Participants
Alex Christensten, Nic Jansma, Dan Shappir, Sean Feng, Jeffrey Yasskin, Ian Clelland, Rafael Lebre, Michal Mocny, Carine Bournez, Sia Karamalegos, Mike Jackson, Patrick Meenan, Giacomo Zecchini,
Admin
- Next meeting: October 26 (later timeslot: 10am PST, 1pm EST, 5pm GMT)
- WebPerf WG Charter under AC review
Agenda
Privacy principles and ancillary data - Yoav
Recording
- Yoav: Briefly talk about an effort happening between TAG and PING
- ... Privacy principles being worked on in TAG repo
- ... Also conversations around data minimizations and principles around that
- ... Sites, user-agents, everyone should minimize personal data exposed to web
- ... Personal data can mean anything, characteristics, how they interact with the page, network, etc considered personal data
- ... Doc also defines ancillary uses of data (non-functional use) defines that data is ancillary as well
- ... In current version of the document, if we have a single piece of data being used for functional reasons (e.g. click event exposes timestamp, functional reason for that), but can also be used for ancillary uses (i.e. when it happened), that data becomes ancillary as well depending on how it's being used
- ... I pointed out that issue to Jeffrey, as a result there's a second PR on that front that is trying to rewrite that section to address that discrepancy
- ... This PR proposes instead of defining ancillary data as part of its usage, we define two types of ancillary APIs
- ... 1. Exposes non-ancillary data through other means
- ... 2. Exposes data not exposed through non-ancillary APIs
- ... Examples of that is DNS timing in RT, presentation times in ET, memory measurement (new kinds of data that is only exposed for measurement, monitoring and regression prevention purposes)

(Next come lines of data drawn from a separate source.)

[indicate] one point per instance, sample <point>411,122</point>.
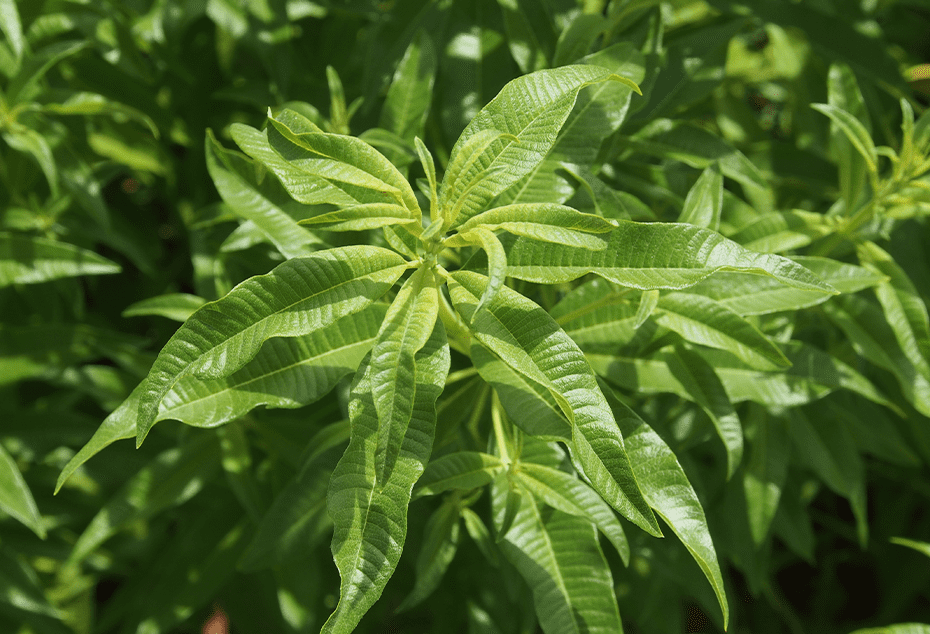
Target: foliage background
<point>104,113</point>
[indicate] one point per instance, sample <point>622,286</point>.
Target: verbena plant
<point>492,333</point>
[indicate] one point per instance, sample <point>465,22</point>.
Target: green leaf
<point>459,470</point>
<point>529,404</point>
<point>234,177</point>
<point>525,338</point>
<point>757,295</point>
<point>854,131</point>
<point>343,160</point>
<point>172,478</point>
<point>599,111</point>
<point>702,320</point>
<point>668,491</point>
<point>532,109</point>
<point>705,200</point>
<point>559,557</point>
<point>31,260</point>
<point>544,221</point>
<point>703,385</point>
<point>653,256</point>
<point>408,98</point>
<point>440,541</point>
<point>15,497</point>
<point>566,493</point>
<point>360,217</point>
<point>296,298</point>
<point>764,477</point>
<point>370,517</point>
<point>407,327</point>
<point>176,306</point>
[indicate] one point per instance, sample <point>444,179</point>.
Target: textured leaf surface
<point>30,260</point>
<point>669,492</point>
<point>559,557</point>
<point>371,518</point>
<point>652,256</point>
<point>296,298</point>
<point>15,497</point>
<point>524,336</point>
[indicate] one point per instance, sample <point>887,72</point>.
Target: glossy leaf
<point>28,259</point>
<point>526,339</point>
<point>371,517</point>
<point>296,298</point>
<point>669,492</point>
<point>652,256</point>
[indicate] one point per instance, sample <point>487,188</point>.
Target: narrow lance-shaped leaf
<point>559,557</point>
<point>406,329</point>
<point>296,298</point>
<point>371,518</point>
<point>705,200</point>
<point>526,338</point>
<point>566,493</point>
<point>31,260</point>
<point>653,256</point>
<point>702,383</point>
<point>15,497</point>
<point>669,492</point>
<point>228,171</point>
<point>532,109</point>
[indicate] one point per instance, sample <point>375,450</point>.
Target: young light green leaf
<point>176,306</point>
<point>703,385</point>
<point>653,256</point>
<point>459,470</point>
<point>548,222</point>
<point>229,171</point>
<point>371,518</point>
<point>172,478</point>
<point>407,327</point>
<point>559,557</point>
<point>524,336</point>
<point>904,309</point>
<point>566,493</point>
<point>705,200</point>
<point>297,297</point>
<point>765,473</point>
<point>15,497</point>
<point>669,492</point>
<point>703,321</point>
<point>361,217</point>
<point>408,98</point>
<point>757,295</point>
<point>854,131</point>
<point>532,109</point>
<point>440,541</point>
<point>339,160</point>
<point>30,260</point>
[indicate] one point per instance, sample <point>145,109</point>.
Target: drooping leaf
<point>298,297</point>
<point>230,173</point>
<point>15,497</point>
<point>525,338</point>
<point>559,557</point>
<point>532,109</point>
<point>703,385</point>
<point>566,493</point>
<point>652,256</point>
<point>30,260</point>
<point>407,327</point>
<point>371,518</point>
<point>669,492</point>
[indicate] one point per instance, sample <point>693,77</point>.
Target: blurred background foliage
<point>104,107</point>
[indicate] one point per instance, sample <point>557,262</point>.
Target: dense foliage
<point>477,300</point>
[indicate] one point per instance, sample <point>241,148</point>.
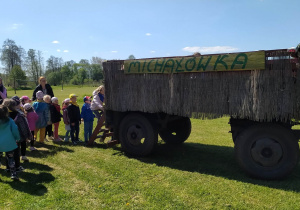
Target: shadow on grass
<point>212,160</point>
<point>31,183</point>
<point>44,150</point>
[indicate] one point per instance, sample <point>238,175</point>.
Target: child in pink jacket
<point>32,117</point>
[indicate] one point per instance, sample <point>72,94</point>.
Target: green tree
<point>11,55</point>
<point>33,62</point>
<point>17,76</point>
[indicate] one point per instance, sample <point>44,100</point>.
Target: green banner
<point>205,63</point>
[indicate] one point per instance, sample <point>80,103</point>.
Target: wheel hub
<point>134,135</point>
<point>266,152</point>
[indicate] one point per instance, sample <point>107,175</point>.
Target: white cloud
<point>209,50</point>
<point>15,26</point>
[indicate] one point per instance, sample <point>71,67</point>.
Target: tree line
<point>22,67</point>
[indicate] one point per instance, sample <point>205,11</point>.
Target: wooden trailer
<point>258,90</point>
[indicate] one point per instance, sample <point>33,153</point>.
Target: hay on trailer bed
<point>260,95</point>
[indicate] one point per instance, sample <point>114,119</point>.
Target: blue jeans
<point>67,136</point>
<point>98,114</point>
<point>88,130</point>
<point>75,132</point>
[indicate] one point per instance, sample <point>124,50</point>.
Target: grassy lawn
<point>200,174</point>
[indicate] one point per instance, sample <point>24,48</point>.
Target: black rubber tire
<point>177,131</point>
<point>137,135</point>
<point>267,151</point>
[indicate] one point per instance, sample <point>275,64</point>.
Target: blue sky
<point>115,29</point>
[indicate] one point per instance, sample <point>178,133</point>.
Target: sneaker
<point>20,169</point>
<point>14,177</point>
<point>32,149</point>
<point>25,158</point>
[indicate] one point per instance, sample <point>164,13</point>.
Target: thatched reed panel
<point>260,95</point>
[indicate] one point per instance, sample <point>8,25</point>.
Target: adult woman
<point>97,102</point>
<point>44,87</point>
<point>3,93</point>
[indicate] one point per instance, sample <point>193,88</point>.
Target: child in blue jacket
<point>88,118</point>
<point>8,139</point>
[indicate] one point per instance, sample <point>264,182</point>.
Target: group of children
<point>20,122</point>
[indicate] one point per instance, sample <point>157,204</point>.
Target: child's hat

- ... Fact that some data is ancillary doesn't mean it has an outsized privacy risk or is particularly sensitive, but it should be looked at per data minimization principles in that doc
- ... Regarding that PR, no consensus in task force that it's OK that non-ancillary data is OK to report for ancillary uses
- ... "Reducing collection cost would increase data collection" and is going against what the principal is trying to prevent
- ... Assuming PR lands in some form, we have distinction between ancillary data is novel data that's not available for other means
- ... Two potential mitigations
- ... 1. User permission to access that data
- ... 2. Private aggregation of that data
- ... For user permission front, in my opinion that may make sense for info that is sensitive or requires extra debugging info for the machine type (PII of the user), but it can be cumbersome and deter folks from using the right APIs (and they might try to get access to this info from other means)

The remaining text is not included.